Being the romantic bastard that I am, I gave my wife a new Koehler kitchen faucet for Christmas. (I can hear the ooh’s and ahh’s….sexy!)
After being (happily) married for over 22 years romance sometimes takes a backseat to let practicality ride shotgun for Christmas. We both try to stay away from anything too superfluous because we’re on a fairly limited budget and have neither the money nor the desire to give each other matching silver and gold Beamers adorned with gargantuan matching red bows (honestly, puhhhleese!)
I got up early on the 26th to go to Home Depot in search of Plumber’s Putty and a Basin Wrench. (it almost sounds like I know what I’m doing) After getting all the tools I thought I’d need I began taking out the old to make way for the new.
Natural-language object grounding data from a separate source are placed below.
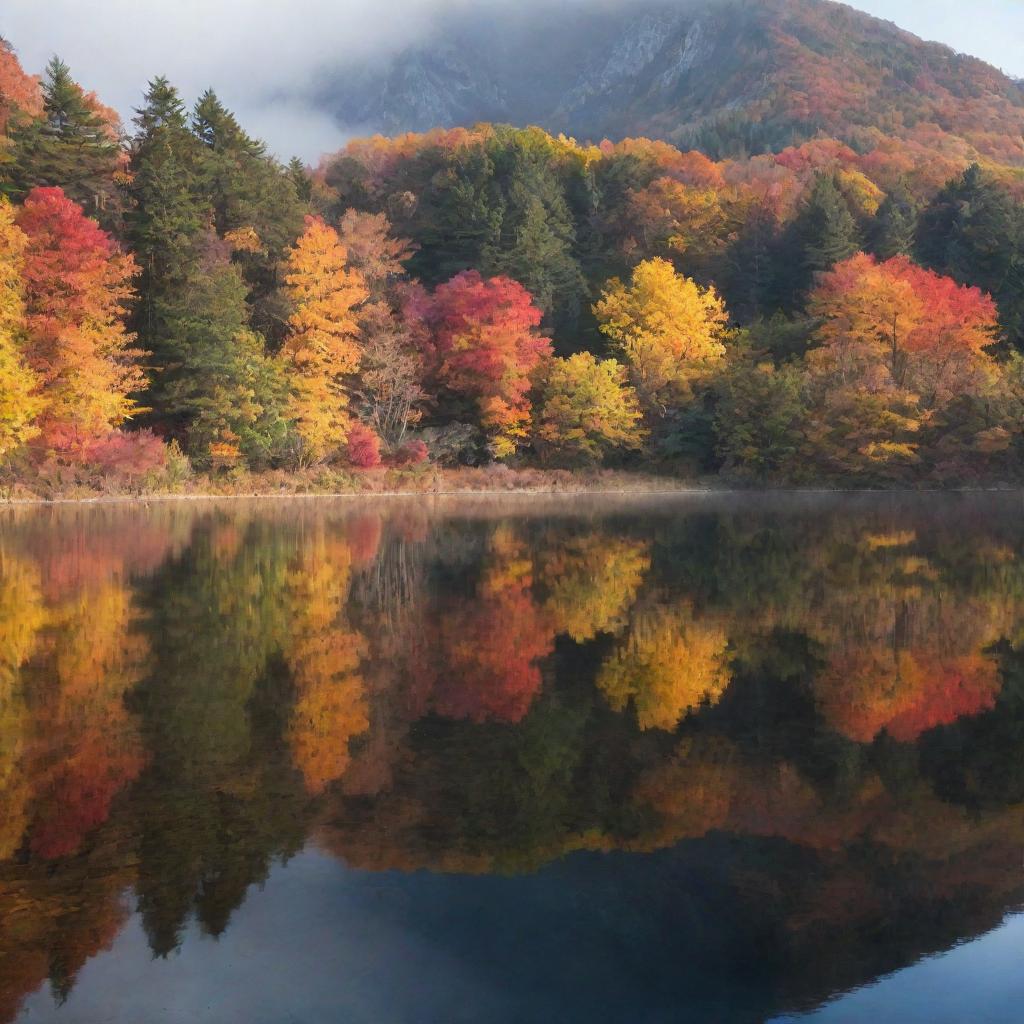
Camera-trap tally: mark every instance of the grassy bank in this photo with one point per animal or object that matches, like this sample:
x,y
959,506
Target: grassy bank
x,y
426,480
My wife left the house with the girls in tow presumably to give me an empty house that I could scream in. I should have prefaced this post by re-posting this.
Anyway, everything was going pretty well or so I thought. With plumbing, even a chimpanzee can look good doing it. That is, until you turn the water back on.
When I turned it back on, a firehose-like column of water shot out of the bottom of the sprayhead and soaked everything within a five foot radius of the sink. Ooops.
I felt like Curly in a plumbing episode of the Three Stooges.
My father-in-law came over to see how I was doing.
He’s one of these guys that could put in one of these with his eyes closed and one hand behind his back.
He looked at our semi water park of a kitchen and said, “… you got a leak.”
I caved and called a plumbing buddy of mine who promised to come over around noon that day to see what was wrong. I was cleaning up when I found a small and insignificant black washer that must have blown off the sprayhead when I purged the line. I put the washer back into the bottom of the sprayhead where I thought it went and once again turned on the water expecting to see the return of Ol’ Faithful.
Amazingly dry as a bone. One little black washer had been my problem.
Maybe that’s where they got the phrase, “Little things mean alot.”